Pensou consigo que aquela velha Yao Xue era mesmo uma feiticeira perversa. Ter misturado ali feitiços normais entre os saberes demoníacos era, provavelmente, uma isca para atrair curiosos como ele, que se recusavam a estudar magia demoníaca. Uma vez experimentado o poder, seria difícil resistir à tentação de buscar mais.

Ele, de fato, não queria abrir mão dos poderes, mas quanto ao conhecimento demoníaco, quanto mais longe, melhor.

Arrancou as três páginas dos feitiços normais e as guardou consigo, queimando o restante do livro até virar cinzas. Assim, pensava, cortava de vez qualquer tentação.

Então, passou a estudar os três tipos de selos.

Nesse meio tempo, ocorreu um episódio inesperado: sua ex-namorada o procurou querendo reatar. Isso não o surpreendeu: já sabia que o rapaz rico era um canalha que brincava com as mulheres e depois as descartava, e alertara a ex-namorada inúmeras vezes. Ela, porém, nunca o ouvira, preferindo se entregar ao outro e sem perceber a miséria que a aguardava. Agora, depois de ter sido usada e descartada, procurava Eku Zhao para reatar, certamente por estar sem dinheiro e à procura de outro tolo.

Mas ele já havia superado aquela paixão tola, estava lúcido e via com clareza a verdadeira natureza interesseira dela. Como poderia aceitar de volta alguém assim? Achava que ele era o quê, um caixa eletrônico ao seu dispor?

Quase cedeu.

Deus sabe o quanto a amava; só de vê-la chorar, o coração se partia.

Mas tampouco havia esquecido a dor lancinante de ter sido abandonado. Se o amor fora profundo, a dor fora ainda maior. Após muito pesar, tomou coragem e, sem expressão, a expulsou de sua vida.

Seis meses depois, ele finalmente dominou os três selos, fabricando um de cada tipo. Só então voltou a prestar atenção ao mundo ao redor e, meio atrasado, percebeu algo... Em algum momento, o Caçador e sua ex-namorada haviam começado a namorar.

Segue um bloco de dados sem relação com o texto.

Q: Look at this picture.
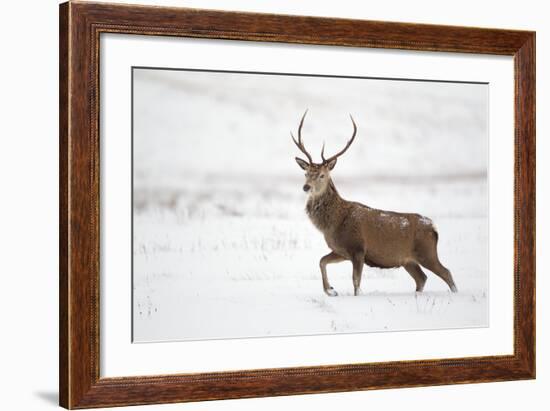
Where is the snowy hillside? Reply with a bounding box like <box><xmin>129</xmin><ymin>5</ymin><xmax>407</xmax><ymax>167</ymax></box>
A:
<box><xmin>133</xmin><ymin>69</ymin><xmax>488</xmax><ymax>342</ymax></box>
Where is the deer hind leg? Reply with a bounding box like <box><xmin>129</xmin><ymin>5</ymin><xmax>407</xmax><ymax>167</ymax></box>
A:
<box><xmin>420</xmin><ymin>255</ymin><xmax>458</xmax><ymax>293</ymax></box>
<box><xmin>319</xmin><ymin>252</ymin><xmax>345</xmax><ymax>297</ymax></box>
<box><xmin>404</xmin><ymin>263</ymin><xmax>428</xmax><ymax>293</ymax></box>
<box><xmin>351</xmin><ymin>255</ymin><xmax>365</xmax><ymax>296</ymax></box>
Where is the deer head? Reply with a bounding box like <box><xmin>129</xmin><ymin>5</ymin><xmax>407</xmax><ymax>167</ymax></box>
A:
<box><xmin>290</xmin><ymin>110</ymin><xmax>357</xmax><ymax>195</ymax></box>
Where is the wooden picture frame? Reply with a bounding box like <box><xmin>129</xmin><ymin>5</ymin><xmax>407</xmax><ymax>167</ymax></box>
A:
<box><xmin>59</xmin><ymin>2</ymin><xmax>535</xmax><ymax>409</ymax></box>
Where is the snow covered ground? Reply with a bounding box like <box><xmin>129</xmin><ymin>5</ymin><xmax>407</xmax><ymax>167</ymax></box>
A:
<box><xmin>133</xmin><ymin>69</ymin><xmax>489</xmax><ymax>342</ymax></box>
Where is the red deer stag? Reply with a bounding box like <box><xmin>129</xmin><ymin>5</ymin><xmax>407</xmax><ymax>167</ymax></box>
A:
<box><xmin>290</xmin><ymin>110</ymin><xmax>457</xmax><ymax>296</ymax></box>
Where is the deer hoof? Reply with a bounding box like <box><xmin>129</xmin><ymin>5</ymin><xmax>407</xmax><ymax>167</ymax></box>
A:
<box><xmin>325</xmin><ymin>287</ymin><xmax>338</xmax><ymax>297</ymax></box>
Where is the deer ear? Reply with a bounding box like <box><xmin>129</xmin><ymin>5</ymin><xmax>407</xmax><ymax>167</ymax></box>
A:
<box><xmin>296</xmin><ymin>157</ymin><xmax>309</xmax><ymax>170</ymax></box>
<box><xmin>327</xmin><ymin>158</ymin><xmax>338</xmax><ymax>170</ymax></box>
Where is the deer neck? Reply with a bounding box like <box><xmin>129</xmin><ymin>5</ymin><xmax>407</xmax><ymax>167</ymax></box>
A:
<box><xmin>306</xmin><ymin>179</ymin><xmax>344</xmax><ymax>233</ymax></box>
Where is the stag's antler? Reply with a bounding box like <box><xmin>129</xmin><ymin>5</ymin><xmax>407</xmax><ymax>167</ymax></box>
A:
<box><xmin>321</xmin><ymin>114</ymin><xmax>357</xmax><ymax>163</ymax></box>
<box><xmin>290</xmin><ymin>110</ymin><xmax>313</xmax><ymax>164</ymax></box>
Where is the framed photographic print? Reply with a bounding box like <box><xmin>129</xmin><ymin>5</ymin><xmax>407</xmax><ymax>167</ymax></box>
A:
<box><xmin>60</xmin><ymin>2</ymin><xmax>535</xmax><ymax>408</ymax></box>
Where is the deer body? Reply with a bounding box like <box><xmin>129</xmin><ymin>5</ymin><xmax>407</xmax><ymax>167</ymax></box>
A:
<box><xmin>293</xmin><ymin>112</ymin><xmax>462</xmax><ymax>296</ymax></box>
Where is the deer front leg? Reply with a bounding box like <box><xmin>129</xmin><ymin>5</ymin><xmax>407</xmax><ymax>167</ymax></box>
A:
<box><xmin>351</xmin><ymin>254</ymin><xmax>365</xmax><ymax>296</ymax></box>
<box><xmin>319</xmin><ymin>252</ymin><xmax>345</xmax><ymax>297</ymax></box>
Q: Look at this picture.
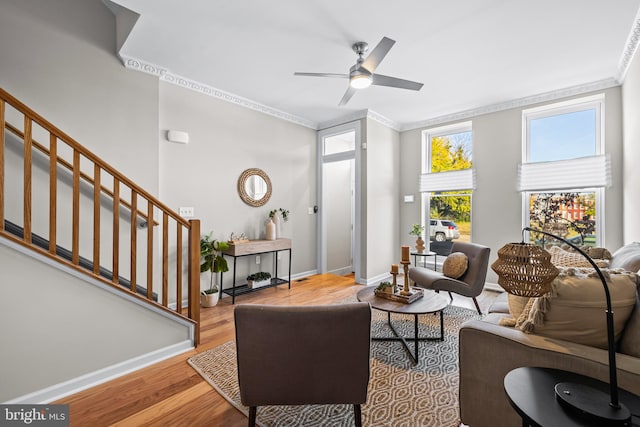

Provavelmente o Caçador também se sentia constrangido e por isso nunca havia comentado, enquanto Eku Zhao estivera tão absorto em seus estudos que só então percebeu.

Imediatamente compreendeu... Aquela mulher interesseira, sem conseguir reatar com ele, buscara outro tolo semelhante.

E seu melhor amigo, infelizmente, se tornara a nova vítima e fonte de dinheiro dela.

Sentiu que precisava fazer algo pelo amigo.

Mas o que poderia fazer? Sabia, melhor do que ninguém, como era fácil se iludir por amor, e o Caçador era tão parecido com ele que certamente estava tão apaixonado quanto ele estivera. Se tentasse desmascarar a ex-namorada, o amigo não acreditaria e ainda arruinaria a amizade. Era certo que seria assim; se, no passado, o Caçador dissesse algo ruim sobre sua namorada, ele teria cortado relações.

O que fazer então?... De repente, notou os três selos diante de si.

Talvez pudesse usar o selo de alterar senso comum e percepção... Mas logo afastou esse pensamento. O selo era perverso demais, só o fizera para se proteger em caso urgente. Usá-lo contra outros seria tão ruim quanto estudar magia demoníaca.

Melhor usar o selo de mudar aparência e impressão. Com ele, poderia se transformar num homem de “beleza marcante” e “ar de riqueza”.

Com essa máscara, faria a ex-namorada revelar suas verdadeiras intenções diante do amigo – decidiu, então, pegar o selo e sair.

E assim terminou o conteúdo do segundo livro da memória.